Name some "American Hugh Lauries," please...

Iggy Pop may qualify as another music example. It’s my impression just from having traveled in the UK/Europe and talking to Brits/Europeans in the US that he’s pretty well-known there, even among people in their 20s. It’s been my experience in the US that among people my age (late 20s) or even a few years older then Iggy has something of a cult following but is generally considered B-list at best as a celebrity.

Does being born in Glasgow make him American? :dubious:

There were several famous Hawaiian born Sumo wrestlers whom I suspect were better known in Japan then in the US.

Ignorance fought on Gilliam. I never knew he wasn’t British! Admittedly, I haven’t watched much Monty Python.

(Psst! See the post right before yours!)

Yes, House made him much more famous in the US. Not in the UK. Hugh Laurie was already A-league famous before House, or at least B-league with longevity promoting him to A-league, and House has never been shown on terrestrial TV - it’s quite popular here, but not so much that everyone would know the lead actor.

So the average American knows him more now. The average Brit doesn’t. He was already damn famous in the UK. I thought your OP was about people who became more famous out of their home country than in?

I’m not sure John Barrowman counts, exactly, either; he was born in Scotland and holds very strongly to his Scots roots - I saw a ‘who do you think you are’ show where he was with his family and he was talking in definite Glasgow Scots. He’s only ever been famous in the UK. He’s American, yeah, but kinda like Greg Rusedski is. :smiley:

The comedians mentioned definitely count. Ruby Wax was HUGE in the 80s in the UK. Also Loyd Grossman. (Not a typo).

Bizarrely, the lift from the Covent Garden tube platforms to the surface (you have to get the lift - it’s much too far for stairs or escalators; the stairs are for emergency use only) has Loyd Grossman’s voice telling you about local sights and not to use that station on Sunday afternoons.

Just to say that AFAIK they weren’t huge in the UK, either, but I really love their version of Que Sera Sera.

Yeah…I suspect if you mentioned Hugh Laurie to an American the reaction would be ‘the guy from House, right?’…meanwhile, mention House to a Brit, and the reaction would be ‘that’s Hugh Laurie’s show, right?’

Bill Bryson

Well, I guess I didn’t know how big he was in the UK. I was thinking he was Jamie-Foxx-circa-1991-*In-Living-Color-*before-Ray-kind of famous there. People knew him, but he wasn’t top billed.

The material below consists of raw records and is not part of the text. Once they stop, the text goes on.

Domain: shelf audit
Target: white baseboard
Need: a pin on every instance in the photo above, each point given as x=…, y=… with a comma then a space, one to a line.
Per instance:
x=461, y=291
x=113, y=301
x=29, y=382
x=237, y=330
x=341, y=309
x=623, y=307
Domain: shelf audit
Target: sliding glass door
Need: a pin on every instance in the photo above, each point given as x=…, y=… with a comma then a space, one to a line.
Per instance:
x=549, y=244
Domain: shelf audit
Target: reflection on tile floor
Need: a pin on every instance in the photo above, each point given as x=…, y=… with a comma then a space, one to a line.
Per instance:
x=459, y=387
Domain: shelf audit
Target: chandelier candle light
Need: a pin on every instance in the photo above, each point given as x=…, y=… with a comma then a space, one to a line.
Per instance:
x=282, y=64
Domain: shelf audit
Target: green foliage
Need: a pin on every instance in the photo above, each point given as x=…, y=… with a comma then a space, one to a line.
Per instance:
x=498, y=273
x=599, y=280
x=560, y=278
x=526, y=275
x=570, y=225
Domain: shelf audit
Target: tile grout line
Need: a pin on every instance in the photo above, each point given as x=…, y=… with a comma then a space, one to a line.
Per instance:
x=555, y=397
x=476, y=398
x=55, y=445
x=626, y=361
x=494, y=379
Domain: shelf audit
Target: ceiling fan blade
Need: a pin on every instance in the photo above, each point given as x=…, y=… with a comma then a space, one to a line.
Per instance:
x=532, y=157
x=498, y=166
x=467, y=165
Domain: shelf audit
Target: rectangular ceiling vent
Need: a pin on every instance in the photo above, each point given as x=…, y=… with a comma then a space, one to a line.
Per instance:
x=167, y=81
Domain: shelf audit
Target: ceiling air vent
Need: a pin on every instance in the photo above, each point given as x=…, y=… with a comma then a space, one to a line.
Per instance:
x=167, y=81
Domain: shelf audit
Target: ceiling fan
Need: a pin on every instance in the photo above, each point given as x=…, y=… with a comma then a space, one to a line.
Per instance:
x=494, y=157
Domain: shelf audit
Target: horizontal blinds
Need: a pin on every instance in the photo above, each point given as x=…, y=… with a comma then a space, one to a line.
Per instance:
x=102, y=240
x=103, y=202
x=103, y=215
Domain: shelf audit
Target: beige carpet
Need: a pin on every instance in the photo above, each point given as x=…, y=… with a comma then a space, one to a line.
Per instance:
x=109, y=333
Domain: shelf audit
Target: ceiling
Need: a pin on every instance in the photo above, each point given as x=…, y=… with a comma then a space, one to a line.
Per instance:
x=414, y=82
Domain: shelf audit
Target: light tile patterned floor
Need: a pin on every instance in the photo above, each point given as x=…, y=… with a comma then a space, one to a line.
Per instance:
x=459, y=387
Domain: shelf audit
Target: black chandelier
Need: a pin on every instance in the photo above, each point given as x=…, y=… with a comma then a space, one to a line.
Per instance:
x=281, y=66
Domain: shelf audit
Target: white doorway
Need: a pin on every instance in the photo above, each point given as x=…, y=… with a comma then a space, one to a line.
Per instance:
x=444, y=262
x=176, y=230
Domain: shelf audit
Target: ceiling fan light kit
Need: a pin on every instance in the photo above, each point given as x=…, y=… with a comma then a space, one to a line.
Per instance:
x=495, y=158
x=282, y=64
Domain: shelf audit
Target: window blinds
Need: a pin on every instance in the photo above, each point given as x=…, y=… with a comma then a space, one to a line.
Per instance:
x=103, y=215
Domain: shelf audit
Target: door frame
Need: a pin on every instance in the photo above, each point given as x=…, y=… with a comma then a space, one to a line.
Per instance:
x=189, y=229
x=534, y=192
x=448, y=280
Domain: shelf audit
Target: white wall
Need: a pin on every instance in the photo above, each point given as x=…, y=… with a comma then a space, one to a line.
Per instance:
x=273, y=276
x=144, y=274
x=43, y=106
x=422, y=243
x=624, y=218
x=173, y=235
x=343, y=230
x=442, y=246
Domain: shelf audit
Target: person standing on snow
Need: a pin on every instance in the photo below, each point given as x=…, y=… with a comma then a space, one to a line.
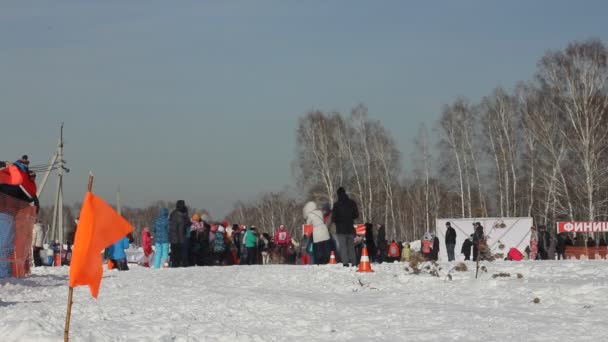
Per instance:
x=160, y=234
x=370, y=242
x=466, y=248
x=283, y=240
x=382, y=244
x=118, y=255
x=344, y=214
x=394, y=252
x=320, y=234
x=37, y=243
x=478, y=238
x=406, y=252
x=146, y=244
x=179, y=223
x=450, y=241
x=197, y=240
x=435, y=250
x=251, y=243
x=533, y=244
x=427, y=246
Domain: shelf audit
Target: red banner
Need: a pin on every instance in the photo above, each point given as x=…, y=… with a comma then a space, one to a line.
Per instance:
x=360, y=228
x=582, y=227
x=307, y=229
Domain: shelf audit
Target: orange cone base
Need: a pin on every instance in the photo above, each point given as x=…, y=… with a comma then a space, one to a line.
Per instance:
x=364, y=264
x=332, y=258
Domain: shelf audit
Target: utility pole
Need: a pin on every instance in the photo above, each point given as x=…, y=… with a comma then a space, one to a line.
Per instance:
x=57, y=227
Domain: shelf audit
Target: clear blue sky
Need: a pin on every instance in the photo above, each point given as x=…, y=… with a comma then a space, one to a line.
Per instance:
x=199, y=100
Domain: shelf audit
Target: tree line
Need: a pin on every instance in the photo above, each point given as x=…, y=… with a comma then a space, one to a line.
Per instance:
x=539, y=150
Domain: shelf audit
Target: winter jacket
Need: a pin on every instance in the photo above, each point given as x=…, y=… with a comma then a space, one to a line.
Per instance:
x=394, y=251
x=369, y=239
x=466, y=247
x=146, y=241
x=406, y=252
x=514, y=255
x=179, y=223
x=314, y=216
x=427, y=246
x=251, y=240
x=282, y=237
x=450, y=236
x=117, y=250
x=561, y=244
x=344, y=214
x=37, y=239
x=382, y=243
x=160, y=230
x=478, y=236
x=435, y=251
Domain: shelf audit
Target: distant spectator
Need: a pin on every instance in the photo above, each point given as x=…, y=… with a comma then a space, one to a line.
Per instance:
x=118, y=255
x=344, y=214
x=466, y=247
x=450, y=241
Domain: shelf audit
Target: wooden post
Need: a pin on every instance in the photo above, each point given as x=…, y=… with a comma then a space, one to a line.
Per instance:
x=68, y=316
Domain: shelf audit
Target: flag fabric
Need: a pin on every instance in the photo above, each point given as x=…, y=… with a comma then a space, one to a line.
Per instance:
x=99, y=226
x=11, y=175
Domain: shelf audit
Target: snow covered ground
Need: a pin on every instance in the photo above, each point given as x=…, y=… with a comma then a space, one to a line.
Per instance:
x=311, y=303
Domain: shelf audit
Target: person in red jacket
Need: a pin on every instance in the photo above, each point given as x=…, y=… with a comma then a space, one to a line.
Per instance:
x=282, y=240
x=427, y=245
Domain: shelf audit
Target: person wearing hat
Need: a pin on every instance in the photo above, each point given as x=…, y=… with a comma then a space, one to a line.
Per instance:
x=450, y=240
x=197, y=239
x=466, y=247
x=344, y=214
x=533, y=243
x=179, y=223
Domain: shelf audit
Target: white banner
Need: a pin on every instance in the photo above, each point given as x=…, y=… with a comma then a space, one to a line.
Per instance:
x=508, y=231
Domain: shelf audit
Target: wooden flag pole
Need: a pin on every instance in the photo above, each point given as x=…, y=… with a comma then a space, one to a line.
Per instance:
x=68, y=316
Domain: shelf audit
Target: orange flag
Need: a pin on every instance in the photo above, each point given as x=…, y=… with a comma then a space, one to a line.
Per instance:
x=99, y=226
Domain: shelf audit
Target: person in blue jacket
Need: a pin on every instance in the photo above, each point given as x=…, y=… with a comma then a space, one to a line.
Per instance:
x=118, y=255
x=160, y=234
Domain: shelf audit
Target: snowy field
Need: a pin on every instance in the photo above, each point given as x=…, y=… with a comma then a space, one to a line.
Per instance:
x=311, y=303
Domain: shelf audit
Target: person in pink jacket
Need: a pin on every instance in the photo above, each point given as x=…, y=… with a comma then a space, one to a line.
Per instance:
x=146, y=243
x=283, y=240
x=533, y=243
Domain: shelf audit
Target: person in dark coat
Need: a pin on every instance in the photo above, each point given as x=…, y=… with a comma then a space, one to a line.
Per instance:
x=344, y=214
x=179, y=222
x=450, y=241
x=560, y=247
x=466, y=247
x=382, y=244
x=435, y=251
x=369, y=241
x=478, y=238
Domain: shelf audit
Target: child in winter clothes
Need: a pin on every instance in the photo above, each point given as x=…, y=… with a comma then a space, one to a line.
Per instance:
x=533, y=244
x=118, y=255
x=320, y=233
x=197, y=237
x=427, y=245
x=161, y=238
x=393, y=252
x=251, y=243
x=406, y=252
x=146, y=244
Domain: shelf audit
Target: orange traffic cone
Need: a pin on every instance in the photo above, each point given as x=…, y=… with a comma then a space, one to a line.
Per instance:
x=332, y=258
x=364, y=265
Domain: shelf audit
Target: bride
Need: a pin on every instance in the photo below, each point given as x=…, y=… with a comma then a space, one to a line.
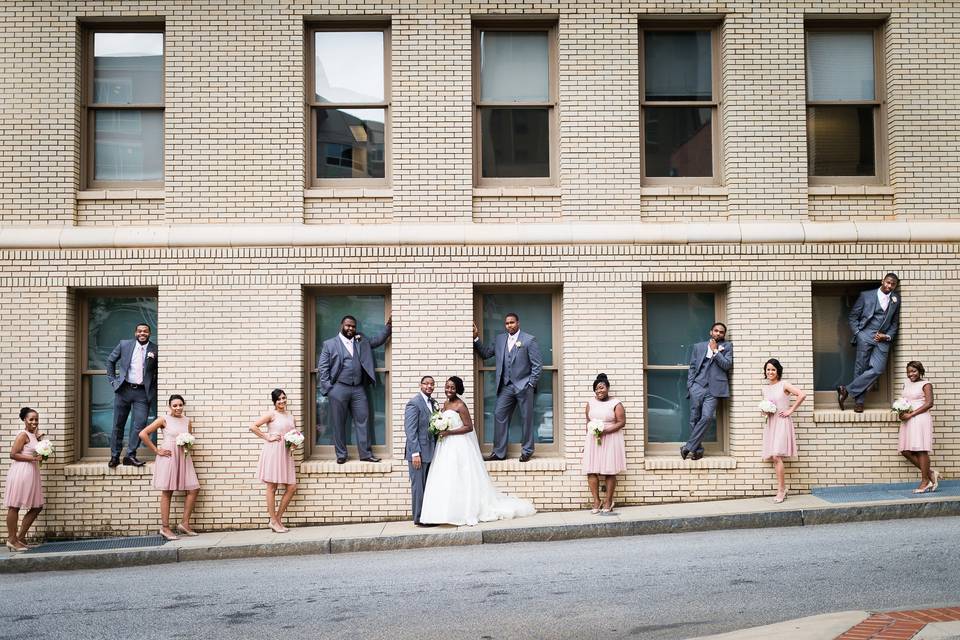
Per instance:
x=459, y=490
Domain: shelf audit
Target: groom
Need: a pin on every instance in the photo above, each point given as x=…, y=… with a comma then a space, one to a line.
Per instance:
x=420, y=443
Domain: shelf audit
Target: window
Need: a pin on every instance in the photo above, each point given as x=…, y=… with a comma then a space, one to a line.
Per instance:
x=833, y=354
x=539, y=311
x=348, y=77
x=680, y=89
x=106, y=318
x=844, y=105
x=325, y=308
x=123, y=97
x=514, y=97
x=673, y=322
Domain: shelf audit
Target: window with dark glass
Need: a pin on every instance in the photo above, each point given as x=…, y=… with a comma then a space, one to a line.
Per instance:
x=123, y=103
x=325, y=309
x=514, y=101
x=679, y=104
x=349, y=100
x=539, y=315
x=106, y=318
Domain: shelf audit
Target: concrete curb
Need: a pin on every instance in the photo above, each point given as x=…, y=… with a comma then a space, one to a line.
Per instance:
x=613, y=527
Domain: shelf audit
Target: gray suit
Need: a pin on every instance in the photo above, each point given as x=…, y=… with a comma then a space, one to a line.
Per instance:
x=127, y=396
x=518, y=371
x=866, y=318
x=707, y=381
x=416, y=425
x=343, y=379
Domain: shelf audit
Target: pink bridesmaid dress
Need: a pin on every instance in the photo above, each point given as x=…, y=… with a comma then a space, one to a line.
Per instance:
x=24, y=490
x=779, y=438
x=176, y=472
x=276, y=459
x=610, y=456
x=916, y=434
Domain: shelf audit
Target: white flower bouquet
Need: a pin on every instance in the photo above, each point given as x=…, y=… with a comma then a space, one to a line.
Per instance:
x=768, y=407
x=186, y=440
x=595, y=428
x=293, y=439
x=44, y=449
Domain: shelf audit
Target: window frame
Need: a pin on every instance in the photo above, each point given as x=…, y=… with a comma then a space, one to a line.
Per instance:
x=716, y=104
x=82, y=373
x=555, y=448
x=311, y=106
x=879, y=102
x=311, y=450
x=549, y=25
x=89, y=109
x=882, y=396
x=721, y=446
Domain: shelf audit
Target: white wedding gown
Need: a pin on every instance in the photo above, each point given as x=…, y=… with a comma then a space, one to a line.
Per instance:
x=459, y=489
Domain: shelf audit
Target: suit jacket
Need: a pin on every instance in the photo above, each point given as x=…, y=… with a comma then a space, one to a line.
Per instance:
x=416, y=424
x=121, y=355
x=330, y=362
x=718, y=368
x=864, y=309
x=526, y=363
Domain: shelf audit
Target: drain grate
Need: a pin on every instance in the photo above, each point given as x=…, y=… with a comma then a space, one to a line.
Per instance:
x=100, y=544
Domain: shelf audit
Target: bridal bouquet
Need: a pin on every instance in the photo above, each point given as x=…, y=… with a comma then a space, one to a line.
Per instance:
x=595, y=427
x=44, y=449
x=292, y=439
x=768, y=407
x=186, y=441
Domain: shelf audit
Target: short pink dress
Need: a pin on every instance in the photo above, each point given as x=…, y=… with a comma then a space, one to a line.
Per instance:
x=610, y=456
x=24, y=490
x=174, y=473
x=779, y=438
x=916, y=434
x=276, y=459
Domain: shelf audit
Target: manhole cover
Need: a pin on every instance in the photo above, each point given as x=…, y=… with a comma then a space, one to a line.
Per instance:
x=101, y=544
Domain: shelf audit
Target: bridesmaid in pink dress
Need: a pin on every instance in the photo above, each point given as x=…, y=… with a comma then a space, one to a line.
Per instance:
x=779, y=438
x=24, y=490
x=608, y=458
x=276, y=465
x=173, y=468
x=916, y=428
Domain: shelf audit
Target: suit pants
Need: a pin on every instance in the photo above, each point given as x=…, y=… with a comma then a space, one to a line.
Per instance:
x=870, y=364
x=703, y=408
x=508, y=397
x=346, y=400
x=125, y=400
x=418, y=483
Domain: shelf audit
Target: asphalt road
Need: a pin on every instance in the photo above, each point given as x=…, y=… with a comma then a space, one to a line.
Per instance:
x=666, y=586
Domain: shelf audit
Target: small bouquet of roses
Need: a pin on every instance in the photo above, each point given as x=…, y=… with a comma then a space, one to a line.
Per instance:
x=595, y=427
x=186, y=440
x=293, y=439
x=44, y=449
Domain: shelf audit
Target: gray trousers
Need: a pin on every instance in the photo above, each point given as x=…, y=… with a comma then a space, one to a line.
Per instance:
x=418, y=482
x=125, y=400
x=508, y=397
x=703, y=408
x=870, y=364
x=346, y=400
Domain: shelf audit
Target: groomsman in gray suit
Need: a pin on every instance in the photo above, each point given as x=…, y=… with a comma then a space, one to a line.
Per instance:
x=874, y=320
x=519, y=363
x=344, y=371
x=420, y=443
x=134, y=388
x=707, y=382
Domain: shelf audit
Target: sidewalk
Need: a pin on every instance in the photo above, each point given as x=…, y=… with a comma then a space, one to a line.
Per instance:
x=802, y=510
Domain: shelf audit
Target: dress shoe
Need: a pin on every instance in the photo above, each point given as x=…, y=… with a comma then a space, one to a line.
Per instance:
x=131, y=461
x=841, y=396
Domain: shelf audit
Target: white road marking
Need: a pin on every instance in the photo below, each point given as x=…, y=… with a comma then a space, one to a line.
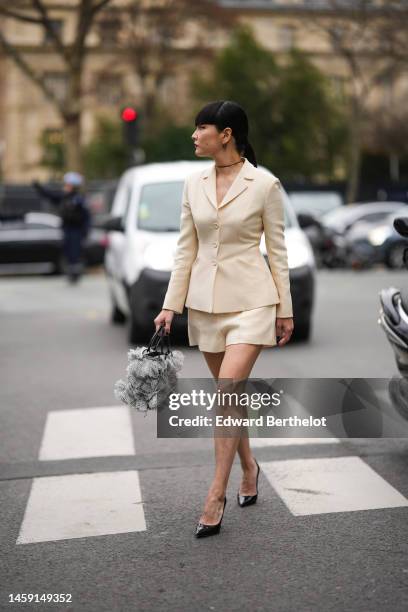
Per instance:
x=87, y=432
x=336, y=484
x=82, y=505
x=264, y=442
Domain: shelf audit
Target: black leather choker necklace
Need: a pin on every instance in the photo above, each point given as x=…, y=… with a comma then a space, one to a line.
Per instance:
x=238, y=162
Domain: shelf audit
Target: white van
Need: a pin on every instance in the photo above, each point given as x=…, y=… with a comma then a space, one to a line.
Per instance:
x=143, y=231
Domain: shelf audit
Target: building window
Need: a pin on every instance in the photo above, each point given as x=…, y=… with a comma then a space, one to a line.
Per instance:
x=57, y=25
x=58, y=83
x=108, y=30
x=109, y=88
x=286, y=36
x=338, y=86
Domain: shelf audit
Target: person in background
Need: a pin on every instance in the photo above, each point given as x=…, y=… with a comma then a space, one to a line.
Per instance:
x=76, y=220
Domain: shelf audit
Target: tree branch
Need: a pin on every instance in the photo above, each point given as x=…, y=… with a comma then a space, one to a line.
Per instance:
x=46, y=22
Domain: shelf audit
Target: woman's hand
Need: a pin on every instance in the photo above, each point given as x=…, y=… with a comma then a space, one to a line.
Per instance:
x=166, y=317
x=284, y=329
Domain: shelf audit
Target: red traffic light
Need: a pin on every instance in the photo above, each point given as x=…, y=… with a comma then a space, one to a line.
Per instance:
x=129, y=114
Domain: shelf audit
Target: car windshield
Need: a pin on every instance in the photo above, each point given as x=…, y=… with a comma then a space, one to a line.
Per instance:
x=160, y=207
x=317, y=202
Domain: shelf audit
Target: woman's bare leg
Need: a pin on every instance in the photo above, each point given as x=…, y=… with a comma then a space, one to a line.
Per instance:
x=249, y=467
x=236, y=364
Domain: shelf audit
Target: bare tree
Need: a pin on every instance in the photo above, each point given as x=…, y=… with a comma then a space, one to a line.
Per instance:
x=370, y=37
x=72, y=54
x=159, y=37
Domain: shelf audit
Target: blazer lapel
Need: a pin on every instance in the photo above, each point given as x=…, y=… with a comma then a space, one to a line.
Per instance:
x=239, y=184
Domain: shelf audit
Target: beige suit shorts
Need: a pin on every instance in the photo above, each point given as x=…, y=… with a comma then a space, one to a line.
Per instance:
x=213, y=331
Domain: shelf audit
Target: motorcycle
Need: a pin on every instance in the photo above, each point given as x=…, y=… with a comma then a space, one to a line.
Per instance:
x=393, y=320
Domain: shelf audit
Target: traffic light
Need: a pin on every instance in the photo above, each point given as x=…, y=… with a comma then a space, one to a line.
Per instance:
x=131, y=128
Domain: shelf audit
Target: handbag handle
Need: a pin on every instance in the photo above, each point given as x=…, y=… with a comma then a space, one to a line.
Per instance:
x=156, y=342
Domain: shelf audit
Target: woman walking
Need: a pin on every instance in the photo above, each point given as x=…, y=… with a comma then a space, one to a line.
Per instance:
x=236, y=305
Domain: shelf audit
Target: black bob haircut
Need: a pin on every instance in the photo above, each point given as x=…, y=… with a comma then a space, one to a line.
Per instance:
x=226, y=113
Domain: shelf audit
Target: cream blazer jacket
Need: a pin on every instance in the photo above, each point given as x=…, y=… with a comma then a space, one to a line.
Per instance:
x=218, y=265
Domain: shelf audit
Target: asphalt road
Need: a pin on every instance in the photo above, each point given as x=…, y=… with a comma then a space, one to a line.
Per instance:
x=95, y=505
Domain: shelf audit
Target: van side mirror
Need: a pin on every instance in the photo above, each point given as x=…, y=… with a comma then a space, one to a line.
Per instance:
x=113, y=224
x=307, y=220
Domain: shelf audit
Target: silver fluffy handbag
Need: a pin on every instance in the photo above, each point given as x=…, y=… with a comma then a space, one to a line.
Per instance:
x=151, y=374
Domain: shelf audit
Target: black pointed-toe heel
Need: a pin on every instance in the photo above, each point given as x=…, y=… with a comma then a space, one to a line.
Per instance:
x=203, y=530
x=248, y=500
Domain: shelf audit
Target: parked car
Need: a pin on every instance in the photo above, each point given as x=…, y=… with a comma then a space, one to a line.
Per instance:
x=32, y=242
x=329, y=246
x=316, y=203
x=373, y=243
x=143, y=233
x=343, y=219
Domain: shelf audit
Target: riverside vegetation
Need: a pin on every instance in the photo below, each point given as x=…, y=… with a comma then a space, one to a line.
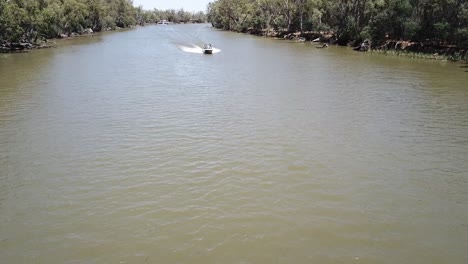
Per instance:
x=29, y=23
x=435, y=27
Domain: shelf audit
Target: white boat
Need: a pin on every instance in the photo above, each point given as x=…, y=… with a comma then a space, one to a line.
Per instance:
x=207, y=49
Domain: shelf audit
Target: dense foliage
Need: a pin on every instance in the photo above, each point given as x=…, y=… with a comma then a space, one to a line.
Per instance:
x=29, y=20
x=438, y=21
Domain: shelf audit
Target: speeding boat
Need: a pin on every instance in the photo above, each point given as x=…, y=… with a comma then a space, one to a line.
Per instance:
x=207, y=49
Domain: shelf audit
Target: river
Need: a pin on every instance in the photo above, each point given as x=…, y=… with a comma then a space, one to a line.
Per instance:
x=126, y=148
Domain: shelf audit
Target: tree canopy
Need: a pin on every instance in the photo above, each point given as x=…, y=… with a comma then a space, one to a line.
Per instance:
x=31, y=19
x=442, y=21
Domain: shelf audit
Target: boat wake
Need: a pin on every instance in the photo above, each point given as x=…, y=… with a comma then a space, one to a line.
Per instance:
x=195, y=49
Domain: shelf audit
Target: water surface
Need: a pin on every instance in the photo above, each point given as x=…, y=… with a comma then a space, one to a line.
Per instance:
x=123, y=148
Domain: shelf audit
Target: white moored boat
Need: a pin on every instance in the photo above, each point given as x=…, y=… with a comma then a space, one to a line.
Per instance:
x=207, y=49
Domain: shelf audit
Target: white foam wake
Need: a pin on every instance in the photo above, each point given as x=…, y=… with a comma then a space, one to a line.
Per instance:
x=195, y=49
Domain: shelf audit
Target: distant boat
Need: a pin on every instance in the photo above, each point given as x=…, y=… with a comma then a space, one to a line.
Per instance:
x=207, y=49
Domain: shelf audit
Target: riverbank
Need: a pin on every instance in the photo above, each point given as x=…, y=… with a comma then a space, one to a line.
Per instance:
x=416, y=50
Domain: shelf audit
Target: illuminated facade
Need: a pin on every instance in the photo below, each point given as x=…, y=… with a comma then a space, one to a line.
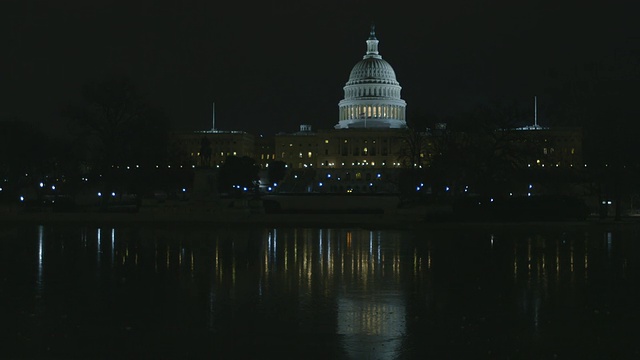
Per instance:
x=362, y=151
x=220, y=144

I guess I need to be much more specific with my posts from now on, and know what the hell I"m talking about.

It’s fair enough that you didn’t know how well-known he was over here before House. He was a household name (heh) twenty years ago; he did go out of circulation for a while, but everyone knew who he was.

I’ve seen him on British panel shows since, introduced in an ironic way as being famous in the US, because it’s like they’re introducing someone who’s already damn well known but with the reputation of also being newly famous. If that makes sense.

Jim From Neighbours. Aussie bloke, recognisable face to anyone who ever watched more than five minutes of TV in the late eighties. We grew up with with him - he was Scott’s Dad!

Alan Dale, that’s it! Now he’s on pretty much every major syndicated US show, hyperbole allowed.

We will always, but always, think of him as Jim From Neighbours but he’s successful in the US as something more than that now.

Yeah sorry, but you found her anyway. And you don’t happen to want to buy a tennis racquet, do you?

What about Natalie and Nicole Appleton? Basically unknown in the United States but fairly famous pop-stars in the UK. But there’s the issue of whether they count as Americans; they apparently lived in the United States for much of their childhoods but they were born in Canada.

James Marsters is getting some pay in the UK, ironically, after having played a character who is UK accented on USA TV…

P. J. Proby

Jimi Hendrix and Chrissie Hynde became very big in the U.S., of course, but both were successful in Britain first.

Krokodil writes:

> (Psst! See the post right before yours!)

Excuse me, Krokodil. That was a very confusing thing that I did. I read your post. I was agreeing with you, and even more I was saying that in mentioning Dean Reed you had probably picked the best example of the category in the OP that any of us would ever be able to come up with. I thought that I should add a link to Dean Reed’s Wikipedia entry because most Americans have never heard of him.

Eddie Constantine. In his peak, he was one of France’s most popular actors (and singers). He’s completely unknown in the US (he was born in LA, but became a French citizen after his movie success).

Dean Reed was the most popular singer in East Germany.

Rodriguez, the folk singer, seems to be virtually unknown in America, but he’s huge in South Africa. Bigger than Dylan or Baez or any of those, I’d say.

Don Lane had some success in the US, but when he moved to Australia he became huge here. He had a very popular long-running night time variety show on TV.

Personally I couldn’t stand him. Apart from anything else, he was friends with Uri Geller and would defend psychics from criticism. Infamously, he had a run-in with James Randi. I hope that clip shows the whole incident - I couldn’t bring myself to watch it.